Un effort est peut-être à faire pour réduire les contraintes du droit du travail au nom de l'efficacité économique, donc de l'amélioration de l'emploi. Cette mutation, le droit de la durée du travail l'a réalisée par un mouvement continu de 1982 à 2008. Avant l'ordonnance du 16 janvier 1982, aucune heure supplémentaire ne pouvait être effectuée sans autorisation préalable de l'inspecteur du travail. Le remplacement, par ce texte, du régime d'autorisation systématique par un régime de simple déclaration dans la limite d'un contingent a été la première étape de la flexibilité. Au demeurant son dépassement ne nécessite plus, depuis la loi du 20 août 2008, d'autorisation préalable de l'administration. Et il est d'autant plus aisé pour l'employeur de faire faire des heures supplémentaires que la majoration de salaire peut être réduite à 10% par simple accord d'entreprise et que le repos compensateur de 50% pour celles excédant la 41ème heure par semaine a été supprimé.

Grâce aussi à la technique de dérogation - dont le champ n'a cessé de s'accroître - il est aisé de substituer un module plus long à la semaine, jadis module impératif. Là aussi, la loi du 20 août 2008 a parachevé l'évolution en permettant aisément à l'accord de répartir les horaires à sa convenance sur tout ou partie de l'année. Elle a en outre renversé la hiérarchie des normes, l'accord d'entreprise étant la source de droit commun, la convention de branche s'appliquant à défaut et la réglementation en l'absence de tissu conventionnel.

Avant 1982, entrées et sorties décalées par rapport à l'horaire collectif n'étaient possibles que si le décret professionnel d'application de la loi des 40 heures (21 juin 1936) l'avait prévu. Aujourd'hui, l'aménagement des temps - qui consacre cette faculté - est un principe de même importance que la répartition de l'horaire collectif. Bref, en la matière, le rôle de la réglementation est concrètement quasiment nul.

Les contraintes restantes touchant à la durée du travail ressortent de l'ordre public absolu, essentiellement de la protection de la santé, en pleine filiation avec le droit communautaire, à savoir temps minimum de pause si la durée du travail continue excède 6 heures, repos minimum entre deux jours de travail (11 heures) et deux semaines (35 heures), durée maximum hebdomadaire (48 heures). La durée légale a une fonction de simple seuil de déclenchement des heures majorées. Non seulement le taux peut être réduit à 10% par simple accord d'entreprise, mais encore il n'est pas possible de se passer d'une telle durée : de conventions OIT ratifiées par la France, il ressort qu'au-delà d'un seuil (dont le niveau n'est pas défini), la rémunération des heures doit être majorée.

De plus, renvoyer aux accords de branche, comme on le suggère pour fixer un seuil, irait à l'encontre de la physionomie nouvelle du droit de la durée du travail qui privilégie l'accord d'entreprise ; soutenir qu'en l'absence d'accord de branche, on se rangerait à la directive européenne n'a aucun sens puisque celle-ci ne s'intéresse pas à la durée plancher. Et puis l'effet de la suppression de toute durée légale serait opposé à celui recherché par ceux qui la prônent. En l'absence de toute norme à vocation collective, la durée effective deviendrait en effet élément du contrat de travail, sa modification nécessitant l'accord express de chaque salarié. Cela conduirait à rigidifier et non à assouplir !

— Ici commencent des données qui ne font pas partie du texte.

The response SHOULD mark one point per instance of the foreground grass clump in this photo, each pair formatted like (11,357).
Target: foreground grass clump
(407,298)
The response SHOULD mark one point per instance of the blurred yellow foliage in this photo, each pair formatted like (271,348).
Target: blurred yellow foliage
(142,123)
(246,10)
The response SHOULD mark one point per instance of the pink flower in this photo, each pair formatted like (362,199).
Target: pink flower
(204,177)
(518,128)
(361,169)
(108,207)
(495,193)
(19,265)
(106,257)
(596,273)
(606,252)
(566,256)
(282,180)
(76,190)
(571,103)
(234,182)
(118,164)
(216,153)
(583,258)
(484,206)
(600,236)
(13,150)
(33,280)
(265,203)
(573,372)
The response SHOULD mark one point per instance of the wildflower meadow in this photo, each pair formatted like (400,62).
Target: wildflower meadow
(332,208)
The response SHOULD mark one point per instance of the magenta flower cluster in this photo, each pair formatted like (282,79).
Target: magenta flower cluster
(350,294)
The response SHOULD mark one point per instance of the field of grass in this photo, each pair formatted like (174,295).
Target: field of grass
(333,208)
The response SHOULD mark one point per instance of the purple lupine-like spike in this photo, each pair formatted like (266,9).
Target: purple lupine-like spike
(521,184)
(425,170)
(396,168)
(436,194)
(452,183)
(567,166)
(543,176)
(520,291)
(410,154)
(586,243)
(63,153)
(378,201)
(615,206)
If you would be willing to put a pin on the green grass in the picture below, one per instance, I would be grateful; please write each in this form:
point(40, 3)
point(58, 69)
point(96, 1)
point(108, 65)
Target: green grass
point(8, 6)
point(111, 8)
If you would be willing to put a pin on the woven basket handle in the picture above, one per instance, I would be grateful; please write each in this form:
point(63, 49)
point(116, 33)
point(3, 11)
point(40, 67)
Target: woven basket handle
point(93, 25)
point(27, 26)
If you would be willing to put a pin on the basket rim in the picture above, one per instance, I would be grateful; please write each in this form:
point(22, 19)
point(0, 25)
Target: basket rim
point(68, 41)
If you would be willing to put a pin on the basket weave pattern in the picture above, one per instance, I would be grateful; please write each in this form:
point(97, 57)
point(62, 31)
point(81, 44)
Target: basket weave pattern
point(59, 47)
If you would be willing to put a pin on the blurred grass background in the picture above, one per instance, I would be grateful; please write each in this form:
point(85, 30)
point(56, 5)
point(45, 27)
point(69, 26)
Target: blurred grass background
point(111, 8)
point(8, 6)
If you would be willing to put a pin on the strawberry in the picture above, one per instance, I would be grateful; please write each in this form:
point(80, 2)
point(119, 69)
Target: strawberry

Le droit de la durée du travail a été le laboratoire de toutes les innovations en matière de droit du travail depuis 1982. Si on a remplacé la représentativité de droit des syndicats par une mesure de leur audience à partir des résultats des élections professionnelles et si on a accru la place et l'autonomie du tissu conventionnel, c'est aux mutations du droit de la durée du travail qu'on le doit. Alors au nom de l'efficacité économique et de l'amélioration de l'emploi, il est préférable d'étendre à d'autres domaines du droit du travail les mutations qu'a subi le droit de la durée du travail plutôt que toucher à nouveau celui-ci. Il faut notamment s'inquiéter de la résistance du contrat de travail à l'accord collectif, accrue par la jurisprudence ; de la judiciarisation excessive de ce droit en s'intéressant aux instruments alternatifs que sont la médiation et l'arbitrage ; de la mise en oeuvre de la "flexicurité", dont dépend la promotion des droits des travailleurs.